Penpa Tang-ing with Neha

(November, 2005)

Neha is the recently-turned-eight-year-old across the street. Every encounter with her is an edifying experience. A few mornings ago she skipped over with her grandmother and our share of homemade Divali sweets. I was en route, basket in hand, to our back yard, to gather morning flowers. “Pavithrakka can I also come? I am loving flauv-ers very much,” says Neha, in her fun, formal, not always grammatically correct, but unfailing expressive English. “Of course,” I say, and we head towards the Coral Jasmine tree out back- a tall, slender trunked beauty that all year round rains fragrant white blossoms with bright coral stalks onto the grass each night. Gathering these flowers each morning is a ritual of enchantment. Magic is born in the presence of such unreasonable, unravished beauty.

I wish I could say that such a poetic start to the morning renders one invincible to all the daily demons of impatience, and indignation, of I-ness and My-ness and My-Soul-Is-A-Squashed-Tomato-ness. But apparently you can’t buy that kind of invincibility with a basketful of flowers. It takes a modicum more diligence, more vigilance than that. But what gathering a morning basketful of flowers can provide is- a sort of sacred space to set the tone of the day. There’s a Tibetan phrase for this that I learnt recently– penpa tang. And I have found that setting that sacred space does make a difference in how I live my day- or at least in my awareness of how I live my day. Or perhaps I’m just trying to dignify my self-proclaimed vocation, of, à la James Kavanugh, being born to–

(…)catch dragons in their dens
And pick flowers
To tell tales and laugh away the morning
To drift and dream like a lazy stream
And walk barefoot across sunshine days”

Either way, I am here now with Neha, under the Coral Jasmine tree. When it rains at night, this tree pours. And it is monsoon season now, so the ground beneath the tree is carpeted in white and orange. Drifts of blossoms, so deep they can be gathered by the careful-not-to-crush fistful. I reach over with both hands, and shake the trunk gently. Neha tilts her head and looks up, watching the white sudden swirl of blossoms, blossoms falling like stars, falling like snowflakes. Her expression one of perfectly mingled awe and delight (my day is made in that moment.) We both bend in unison to the sweetly-scented task at hand. I find myself wondering, with a faint twinge of apprehension and amusement, what Neha is going to say next. I am loathe to let the lyricism of this moment veer into the prosaic. As ridiculous as it sounds, I find myself wanting to shield the sacredness of the space from small talk. This is because I have momentarily forgotten that 8-year-olds do not do small talk.
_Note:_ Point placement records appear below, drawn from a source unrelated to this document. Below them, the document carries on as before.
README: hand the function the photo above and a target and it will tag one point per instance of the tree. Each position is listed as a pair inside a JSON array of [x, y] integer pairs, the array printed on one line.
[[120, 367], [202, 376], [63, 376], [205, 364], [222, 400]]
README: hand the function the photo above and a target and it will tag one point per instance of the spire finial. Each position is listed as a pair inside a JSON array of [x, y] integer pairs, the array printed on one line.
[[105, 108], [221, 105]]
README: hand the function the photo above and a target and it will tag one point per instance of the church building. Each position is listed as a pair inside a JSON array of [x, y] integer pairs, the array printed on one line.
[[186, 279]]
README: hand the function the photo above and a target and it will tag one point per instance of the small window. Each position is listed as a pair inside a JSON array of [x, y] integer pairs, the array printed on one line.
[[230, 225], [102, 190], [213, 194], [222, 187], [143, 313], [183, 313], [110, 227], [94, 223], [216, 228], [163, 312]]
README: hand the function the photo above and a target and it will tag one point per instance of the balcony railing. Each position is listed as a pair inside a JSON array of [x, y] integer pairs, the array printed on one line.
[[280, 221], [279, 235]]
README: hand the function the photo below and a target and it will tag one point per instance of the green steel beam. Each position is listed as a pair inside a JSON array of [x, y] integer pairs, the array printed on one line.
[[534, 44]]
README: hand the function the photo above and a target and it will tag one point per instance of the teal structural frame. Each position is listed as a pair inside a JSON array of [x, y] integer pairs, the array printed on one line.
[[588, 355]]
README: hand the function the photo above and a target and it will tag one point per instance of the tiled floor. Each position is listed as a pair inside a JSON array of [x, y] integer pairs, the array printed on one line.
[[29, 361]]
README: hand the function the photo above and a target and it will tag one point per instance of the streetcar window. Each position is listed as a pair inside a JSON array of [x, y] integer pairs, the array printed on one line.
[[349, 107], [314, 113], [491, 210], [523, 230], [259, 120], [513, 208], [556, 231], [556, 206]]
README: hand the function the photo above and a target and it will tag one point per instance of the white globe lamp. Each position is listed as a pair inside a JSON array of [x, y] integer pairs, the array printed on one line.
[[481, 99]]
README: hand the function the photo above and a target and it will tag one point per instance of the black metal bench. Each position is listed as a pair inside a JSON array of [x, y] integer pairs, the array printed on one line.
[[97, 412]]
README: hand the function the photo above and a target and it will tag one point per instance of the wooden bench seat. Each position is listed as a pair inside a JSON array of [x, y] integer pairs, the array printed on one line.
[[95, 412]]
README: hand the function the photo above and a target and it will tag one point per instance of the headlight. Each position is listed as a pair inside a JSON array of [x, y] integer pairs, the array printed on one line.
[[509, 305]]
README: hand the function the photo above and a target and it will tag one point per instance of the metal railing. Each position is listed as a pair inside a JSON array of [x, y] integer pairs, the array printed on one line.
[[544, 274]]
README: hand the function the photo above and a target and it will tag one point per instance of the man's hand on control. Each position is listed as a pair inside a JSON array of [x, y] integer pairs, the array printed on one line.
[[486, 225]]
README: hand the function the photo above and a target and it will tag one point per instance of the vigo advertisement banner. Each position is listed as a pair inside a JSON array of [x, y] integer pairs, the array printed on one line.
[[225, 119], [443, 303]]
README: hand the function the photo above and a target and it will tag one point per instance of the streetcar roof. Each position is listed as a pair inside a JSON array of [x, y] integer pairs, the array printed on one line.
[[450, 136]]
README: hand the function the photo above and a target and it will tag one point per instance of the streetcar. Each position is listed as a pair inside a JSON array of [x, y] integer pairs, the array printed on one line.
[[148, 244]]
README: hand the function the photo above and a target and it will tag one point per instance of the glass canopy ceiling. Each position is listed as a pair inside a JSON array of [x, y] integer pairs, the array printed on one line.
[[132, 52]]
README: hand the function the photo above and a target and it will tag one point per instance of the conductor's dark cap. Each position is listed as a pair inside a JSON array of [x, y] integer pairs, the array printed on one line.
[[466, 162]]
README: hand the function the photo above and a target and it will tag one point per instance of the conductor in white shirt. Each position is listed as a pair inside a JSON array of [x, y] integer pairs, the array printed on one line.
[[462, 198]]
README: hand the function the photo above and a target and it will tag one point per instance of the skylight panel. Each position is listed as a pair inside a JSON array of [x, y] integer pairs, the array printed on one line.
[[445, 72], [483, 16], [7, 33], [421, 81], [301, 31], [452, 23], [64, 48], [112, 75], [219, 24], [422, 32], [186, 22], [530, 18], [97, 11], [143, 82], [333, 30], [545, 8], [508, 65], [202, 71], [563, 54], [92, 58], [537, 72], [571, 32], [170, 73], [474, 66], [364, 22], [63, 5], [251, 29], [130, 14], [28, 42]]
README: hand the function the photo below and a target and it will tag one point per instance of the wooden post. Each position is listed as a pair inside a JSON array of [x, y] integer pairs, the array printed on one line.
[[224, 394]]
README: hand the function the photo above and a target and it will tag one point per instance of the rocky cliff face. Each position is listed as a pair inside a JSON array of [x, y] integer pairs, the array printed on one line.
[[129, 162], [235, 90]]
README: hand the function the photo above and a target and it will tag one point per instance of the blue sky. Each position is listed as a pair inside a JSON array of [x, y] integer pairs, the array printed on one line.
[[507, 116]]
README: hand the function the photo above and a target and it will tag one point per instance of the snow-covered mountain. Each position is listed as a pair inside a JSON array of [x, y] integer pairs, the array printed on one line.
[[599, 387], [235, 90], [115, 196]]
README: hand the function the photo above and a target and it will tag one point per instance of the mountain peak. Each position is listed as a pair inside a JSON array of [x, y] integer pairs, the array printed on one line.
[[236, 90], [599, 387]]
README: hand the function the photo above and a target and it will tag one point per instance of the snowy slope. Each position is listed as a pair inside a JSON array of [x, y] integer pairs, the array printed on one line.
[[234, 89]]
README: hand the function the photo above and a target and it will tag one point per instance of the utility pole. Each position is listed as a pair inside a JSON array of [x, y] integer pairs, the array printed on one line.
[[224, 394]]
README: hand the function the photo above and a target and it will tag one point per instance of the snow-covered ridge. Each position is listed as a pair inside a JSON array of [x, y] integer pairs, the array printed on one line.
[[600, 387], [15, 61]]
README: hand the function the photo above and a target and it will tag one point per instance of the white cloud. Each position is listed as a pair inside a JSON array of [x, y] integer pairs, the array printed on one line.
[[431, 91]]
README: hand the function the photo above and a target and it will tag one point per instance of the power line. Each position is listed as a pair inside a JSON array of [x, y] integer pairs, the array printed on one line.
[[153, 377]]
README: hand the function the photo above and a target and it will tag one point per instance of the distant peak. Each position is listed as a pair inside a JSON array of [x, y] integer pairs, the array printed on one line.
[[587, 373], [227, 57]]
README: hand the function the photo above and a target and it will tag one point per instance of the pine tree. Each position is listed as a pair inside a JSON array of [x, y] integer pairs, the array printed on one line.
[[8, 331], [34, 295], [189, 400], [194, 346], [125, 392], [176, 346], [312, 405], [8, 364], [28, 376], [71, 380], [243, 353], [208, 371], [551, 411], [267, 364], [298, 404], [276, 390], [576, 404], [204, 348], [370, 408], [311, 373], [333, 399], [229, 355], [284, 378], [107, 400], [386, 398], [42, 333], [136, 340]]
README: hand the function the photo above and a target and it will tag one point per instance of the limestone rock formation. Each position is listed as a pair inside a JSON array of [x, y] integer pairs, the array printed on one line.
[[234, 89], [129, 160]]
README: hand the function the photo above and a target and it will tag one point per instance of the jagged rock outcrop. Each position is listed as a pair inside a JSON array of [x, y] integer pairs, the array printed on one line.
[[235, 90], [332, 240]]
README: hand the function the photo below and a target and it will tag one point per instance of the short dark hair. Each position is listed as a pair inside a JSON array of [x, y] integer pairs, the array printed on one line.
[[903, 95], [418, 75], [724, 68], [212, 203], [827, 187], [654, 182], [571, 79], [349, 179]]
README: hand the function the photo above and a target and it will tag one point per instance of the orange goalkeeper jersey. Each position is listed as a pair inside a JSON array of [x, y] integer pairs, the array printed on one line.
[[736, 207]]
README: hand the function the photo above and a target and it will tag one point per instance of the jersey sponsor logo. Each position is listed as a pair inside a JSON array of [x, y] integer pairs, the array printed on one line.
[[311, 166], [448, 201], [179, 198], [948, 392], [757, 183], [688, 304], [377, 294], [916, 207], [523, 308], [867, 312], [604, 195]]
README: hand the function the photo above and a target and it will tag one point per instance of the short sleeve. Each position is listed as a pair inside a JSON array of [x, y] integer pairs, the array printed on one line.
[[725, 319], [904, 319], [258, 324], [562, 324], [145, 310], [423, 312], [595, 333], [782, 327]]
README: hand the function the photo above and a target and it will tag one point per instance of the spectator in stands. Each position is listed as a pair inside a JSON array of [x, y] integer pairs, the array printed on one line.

“Do you like Mother Teresa?” Neha’s question asked in the micro-interval between one handful of blossoms and the next, is matter-of-fact and sans preamble.

“Y-yes,” I answer, somewhat startled, but also intrigued by, her choice of conversation starters.

“I also am liking her very much. She is helping all the people who are suffering from This and That. Nobody else to help them otherwise. All the people in the world say she is very kind. And then she died.”

The small heap of flowers in the basket is growing. Fresh, soft white flowers today. Dried brown brittle ones tomorrow.

“What did you say?” I have to know whether I heard the last part of this little impromptu speech correctly.

“She died,” says Neha, all of eight, “End of story.”

“End of story,” I echo.

“Pavithrakka look at this,” she is pointing to a fern under the tree, a fern that is now strewn with small white flowers, “It looks like the flowers grew there, no?” A thought I’ve so often had.

“Yes it does. Neha– what do you want to be when you grow up?” And in my head I have already framed her answer– she will want to help people suffering from This and That, like Mother Teresa.

Neha looks over at me for a brief moment, then–

“I think I will also be a Flower Collector,” she says.